Die Raketen benannten sie nach dem Landessymbol, der Zeder. Und sich selbst gaben sie den Namen „The Lebanese Rocket Society“: eine Gruppe von Forschern und Nerds an einer Universität in Beirut. Am 4. August 1966 schrieben sie Geschichte. Die damals gestartete Rakete, die „Cedar 8“, erreichte den Weltraum.
Anfänge in der Autowerkstatt
Pierre Jarawan erfuhr vor etlichen Jahren in einer Kunstausstellung von dieser Geschichte. Sie ließ ihn nicht mehr los. Am Anfang seien die Forscher eher dilettantisch vorgegangen, sagt der Münchner Schriftsteller. „Sie kauften Rohre, schweißten sie in Kfz-Werkstätten zusammen und mischten Schwarzpulver. Das wurde immer größer, immer professioneller. Und dann gelang es ihnen, mit einer Rakete den Weltraum zu erreichen.“
Die Geschichte des libanesischen Weltraumprogramms verbindet Jarawan mit der einer Familie, der des Wissenschaftlers Maroun el Shami (entstanden nach dem Vorbild eines der Raketenpioniere von damals). Kurz nach dem Ersten Weltkrieg geboren wächst Maroun in Montreal auf, wie zeitweise auch seine spätere Frau Anoush. Frühzeitig – und angefixt durch Fritz Langs (Link zum Podcast) Stummfilm „Frau im Mond“ – interessiert er sich für die Raumfahrt.
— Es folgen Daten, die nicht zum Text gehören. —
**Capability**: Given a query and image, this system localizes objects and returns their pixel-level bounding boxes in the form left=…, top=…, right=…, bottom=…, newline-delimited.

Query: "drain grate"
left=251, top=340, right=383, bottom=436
Die libanesische Gemeinschaft in Kanada
Zeitweise lebt und arbeitet Maroun el Shami im Libanon, später dann wieder in Kanada. Noch als betagter Mann bastelt er gerne mit Backpulver und Essig Mini-Raketen und schickt sie zu besonderen familiären Anlässen in den Himmel. In Kanada lebten viele Libanesen, erzählt Pierre Jarawan. Seine Familie habe dort auch Verwandte. „Und mir war früh klar, dass, wenn ich 100 Jahre erzähle, dass wir mit Maroun eben keinen libanesischen Studenten in den 40er Jahren in Deutschland oder Europa haben können. Das ist historisch nicht machbar. Deswegen war klar, ich muss nach Übersee gehen.“
Eine der beiden erwachsenen Enkeltöchter von Maroun el Shami – Lilit, ein Zwilling – erzählt die Geschichte im Roman „Frau im Mond“. Zwei zentrale Ereignisse markieren dabei den historischen Anfangs- und Endpunkt. Mit der Biografie von Maroun el Shamis Frau Anoush wird der Völkermord an den Armeniern in den Jahren 1915/16 thematisiert (Link zum Podcast). Sie war damals ein Kind, floh vor der Gewalt an die Levante und fand zunächst Aufnahme in einem Waisenhaus in Beirut, ehe der Weg weiter nach Kanada ging. Lilit ergründet auch ihre bewegte Geschichte.